The much-hyped romantic comedy, which struck a cord with Asian-American audiences in particular because of its predominantly Asian cast, pulled in more than $165 million through Sept. 30 at the box office in US and Canada, the world’s largest movie market.

Crazy Rich Asians surpassed both 2009’s The Proposal, starring Sandra Bullock and Ryan Reynolds, and 2008’s Sex and the City film at the box office, according to industry tracker Box Office Mojo. That makes it now the sixth highest-grossing rom com ever, behind 1998’s There’s Something About Mary in fifth place. Globally, the film, which cost about $30 million to make, has earned more than $218 million.

High-profile romantic comedies have been fewer and farther between in the last decade because of their limited prospects at the box office. The highest-grossing romantic comedy in history, My Big Fat Greek Wedding, earned $368 million globally in 2002. The big-budget superhero movies, action flicks, and franchises that studios have gravitated toward instead routinely earn far more, and get sequels.

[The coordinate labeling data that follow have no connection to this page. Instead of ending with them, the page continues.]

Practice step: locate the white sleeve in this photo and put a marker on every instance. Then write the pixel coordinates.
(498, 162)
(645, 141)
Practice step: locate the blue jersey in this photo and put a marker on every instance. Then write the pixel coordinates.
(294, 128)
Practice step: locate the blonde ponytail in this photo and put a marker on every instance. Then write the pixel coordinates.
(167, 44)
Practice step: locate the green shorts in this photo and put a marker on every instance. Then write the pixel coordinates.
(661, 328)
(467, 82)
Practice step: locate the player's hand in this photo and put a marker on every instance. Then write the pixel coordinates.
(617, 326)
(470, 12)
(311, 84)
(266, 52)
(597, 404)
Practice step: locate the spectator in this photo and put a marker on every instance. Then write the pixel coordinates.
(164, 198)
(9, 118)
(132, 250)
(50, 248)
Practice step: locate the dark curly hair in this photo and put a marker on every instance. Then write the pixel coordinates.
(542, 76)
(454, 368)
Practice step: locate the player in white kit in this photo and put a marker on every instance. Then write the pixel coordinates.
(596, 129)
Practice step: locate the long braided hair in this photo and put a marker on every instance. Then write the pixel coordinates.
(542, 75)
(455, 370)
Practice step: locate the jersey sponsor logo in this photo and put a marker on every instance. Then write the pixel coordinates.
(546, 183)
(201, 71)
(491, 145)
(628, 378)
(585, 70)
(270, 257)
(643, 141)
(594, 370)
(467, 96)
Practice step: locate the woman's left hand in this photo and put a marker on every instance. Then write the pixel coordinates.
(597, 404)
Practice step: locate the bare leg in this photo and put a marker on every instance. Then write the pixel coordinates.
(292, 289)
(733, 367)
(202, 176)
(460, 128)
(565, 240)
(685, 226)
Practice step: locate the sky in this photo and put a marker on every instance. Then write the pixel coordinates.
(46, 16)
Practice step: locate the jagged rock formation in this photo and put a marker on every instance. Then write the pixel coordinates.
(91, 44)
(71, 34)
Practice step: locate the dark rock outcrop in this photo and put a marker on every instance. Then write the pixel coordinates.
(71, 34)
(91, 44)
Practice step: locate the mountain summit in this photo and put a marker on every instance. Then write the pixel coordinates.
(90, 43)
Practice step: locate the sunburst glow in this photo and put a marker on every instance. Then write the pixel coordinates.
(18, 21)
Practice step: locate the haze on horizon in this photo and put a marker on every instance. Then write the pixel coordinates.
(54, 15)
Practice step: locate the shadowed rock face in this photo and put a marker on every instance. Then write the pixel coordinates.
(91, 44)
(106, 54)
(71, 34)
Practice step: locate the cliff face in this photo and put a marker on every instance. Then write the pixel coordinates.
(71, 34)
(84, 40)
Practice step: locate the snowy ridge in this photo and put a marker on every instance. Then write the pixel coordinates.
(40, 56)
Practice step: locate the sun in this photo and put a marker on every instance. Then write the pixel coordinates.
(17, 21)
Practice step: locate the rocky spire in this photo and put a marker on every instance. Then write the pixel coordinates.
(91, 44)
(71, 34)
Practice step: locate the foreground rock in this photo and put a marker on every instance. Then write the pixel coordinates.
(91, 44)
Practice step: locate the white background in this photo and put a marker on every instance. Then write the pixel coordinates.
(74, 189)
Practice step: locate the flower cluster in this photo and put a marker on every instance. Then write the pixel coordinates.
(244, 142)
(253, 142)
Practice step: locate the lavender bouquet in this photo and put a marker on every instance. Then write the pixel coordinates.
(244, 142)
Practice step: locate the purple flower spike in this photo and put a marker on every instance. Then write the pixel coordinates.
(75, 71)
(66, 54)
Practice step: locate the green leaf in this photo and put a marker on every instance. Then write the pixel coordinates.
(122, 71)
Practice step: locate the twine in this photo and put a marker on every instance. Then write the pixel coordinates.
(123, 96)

This year’s big event films, like Black Panther, Avengers: Infinity War, and the second Jurassic World movie, each earned more than $1 billion worldwide. Last year, fewer romantic comedies hit US cinemas than in any year since 1989, Box Office Mojo data shows.

Independent studios, cable-TV networks like Lifetime and Hallmark Channel, and streaming services such as Netflix have picked up the slack. Netflix has invested more in romantic comedies with new releases like To All the Boys I’ve Loved Before, Kissing Booth, and Set It Up hitting the service this year. It says about two-thirds of its global audience watches the genre.

The streaming platform reportedly offered a lot of money up-front for Crazy Rich Asians, more than studio Warner Bros., but the creators turned the payday down. They felt the movie, the first in Hollywood since 1993’s Joy Luck Club to star a majority Asian cast, was too important not be shown on the big screen.

“Here, we have a chance for this gigantic payday instantaneously,” Crazy Rich Asians author Kevin Kwan told the Hollywood Reporter. “But Jon and I both felt this sense of purpose. We needed this to be an old-fashioned cinematic experience, not for fans to sit in front of a TV and just press a button.”

Kwan and director Chu should both feel good about that decision now.